Die „Anfechtung wegen Täuschung“ ist dagegen immer dann möglich, wenn das Online-Reiseportal eine absichtliche Irreführung des Kunden über die Verbindlichkeit einer Reisebuchung vorgenommen hat. Das ist dann der Fall, wenn die Internetseite so gestaltet war, dass der Kunde in die Reisevertragsfalle geraten musste, ohne dies erkennen zu können.

Die Anfechtung wegen Täuschung kommt damit vor allem dann in Betracht, wenn die Portalbetreiber es willentlich darauf anlegen, durch Täuschung der Seitenbesucher einen angeblichen Vertragsabschluss herbeizuführen. Die Anfechtung wegen Täuschung beseitigt den Vertrag von Anfang an und stellt Sie so, als ob Sie nie einen Reisevertrag abgeschlossen haben.

Mustertext für einen Rechnungswiderspruch bei versehentlicher (irrtümlicher) Reisebuchung

Um einer Rechnung zu widersprechen, die auf eine irrtümlich abgegebene Reisebuchung Ihrerseits erging, können Sie den folgenden Mustertext verwenden und in den unten abgedruckten Musterbrief einfügen:

"Sie haben mir eine Rechnung zukommen lassen, die auf einer von mir irrtümlich gebuchten Reise basiert. Leider habe ich mich bei der Eingabe der Reisedaten auf Ihrer Homepage verklickt.

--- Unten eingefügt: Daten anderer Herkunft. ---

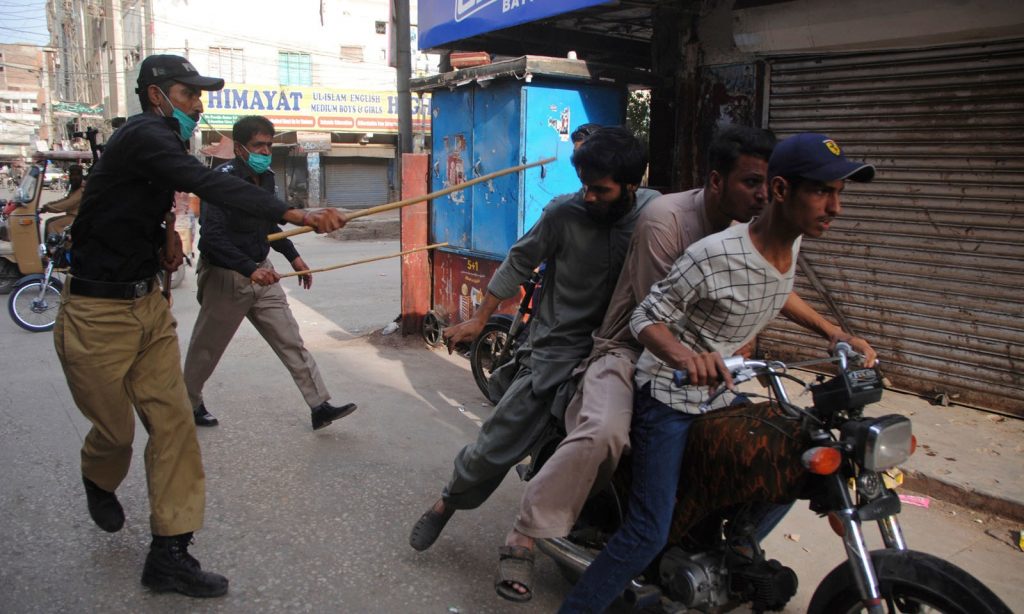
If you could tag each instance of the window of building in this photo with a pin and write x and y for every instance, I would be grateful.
(294, 69)
(228, 63)
(352, 52)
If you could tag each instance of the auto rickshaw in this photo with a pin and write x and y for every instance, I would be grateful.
(27, 266)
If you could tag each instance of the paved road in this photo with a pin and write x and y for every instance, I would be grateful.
(313, 522)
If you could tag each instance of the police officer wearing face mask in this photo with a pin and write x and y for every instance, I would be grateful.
(115, 335)
(237, 280)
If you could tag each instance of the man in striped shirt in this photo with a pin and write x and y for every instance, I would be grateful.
(720, 294)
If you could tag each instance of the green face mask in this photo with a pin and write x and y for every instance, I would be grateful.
(186, 125)
(259, 163)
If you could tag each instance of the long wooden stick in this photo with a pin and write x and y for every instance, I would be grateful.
(414, 200)
(365, 260)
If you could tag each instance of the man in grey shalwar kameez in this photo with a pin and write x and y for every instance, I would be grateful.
(583, 237)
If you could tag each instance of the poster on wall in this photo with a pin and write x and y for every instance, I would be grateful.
(312, 108)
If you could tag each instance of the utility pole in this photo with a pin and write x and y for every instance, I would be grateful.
(403, 70)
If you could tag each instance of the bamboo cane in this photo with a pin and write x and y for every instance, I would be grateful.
(414, 200)
(365, 260)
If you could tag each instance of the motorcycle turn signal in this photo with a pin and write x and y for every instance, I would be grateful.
(821, 461)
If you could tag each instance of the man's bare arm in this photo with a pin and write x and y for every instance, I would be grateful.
(800, 312)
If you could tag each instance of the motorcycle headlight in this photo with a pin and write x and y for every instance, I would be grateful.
(881, 443)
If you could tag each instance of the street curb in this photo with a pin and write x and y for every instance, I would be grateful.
(953, 493)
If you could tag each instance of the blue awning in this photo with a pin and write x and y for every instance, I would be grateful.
(445, 20)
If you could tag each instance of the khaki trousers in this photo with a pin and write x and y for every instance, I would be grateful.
(597, 421)
(119, 354)
(225, 298)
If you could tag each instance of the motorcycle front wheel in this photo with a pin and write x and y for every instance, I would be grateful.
(32, 310)
(483, 352)
(909, 581)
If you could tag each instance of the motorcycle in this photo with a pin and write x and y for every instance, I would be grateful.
(497, 343)
(23, 255)
(35, 302)
(745, 459)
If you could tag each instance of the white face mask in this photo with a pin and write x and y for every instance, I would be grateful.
(186, 125)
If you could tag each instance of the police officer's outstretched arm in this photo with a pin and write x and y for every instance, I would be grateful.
(164, 159)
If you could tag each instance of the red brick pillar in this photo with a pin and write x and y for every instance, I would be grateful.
(416, 277)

Hätte ich mein Versehen bemerkt, so hätte ich niemals die Buchung bestätigt. Ich fechte daher die Buchung wegen Irrtums an."
 
Im Anschluss würde ich damit zur Bildzeitung gehen.

Es gibt vllt. noch einen kleinen Anfechtgrund der sich prüfen lässt. Wurden die AGB wirksam in den Kaufvertrag eingeschlossen. Wenn ja, in wieweit sind Rechtsausschlüsse oder Änderungen gemäß BGB 305ff wirksam...
Dies gilt zu prüfen auf BGB, Onlinekaufrecht, diverse Verbraucherrechte.

Wenn da nichts zu machen ist würde jeder Richter aus Käuferschutz fragen: Warum macht der Anbieter es möglich, die selbe Reise mit den selben Personen am selben Datum buchen zu lassen? Das stinkt doch meiner Meinung nach.
Da gibts dann nur einen Weg: Verbraucherzentrale!

Dann kannst du Opodo noch ärgern und eine Vollauskunft deiner personenbezogenen Daten gemäß DSGVO anfordern :-) So als persönlicher Rachefeldzug....:11smashz:
 
Weil hier einige von einer Reiserücktrittsversicherung schreiben...…..sorry, aber ich wüsste nicht warum die in so einem Fall greifen sollte. Oder übersehe ich da was &:. Lerne da immer gerne dazu.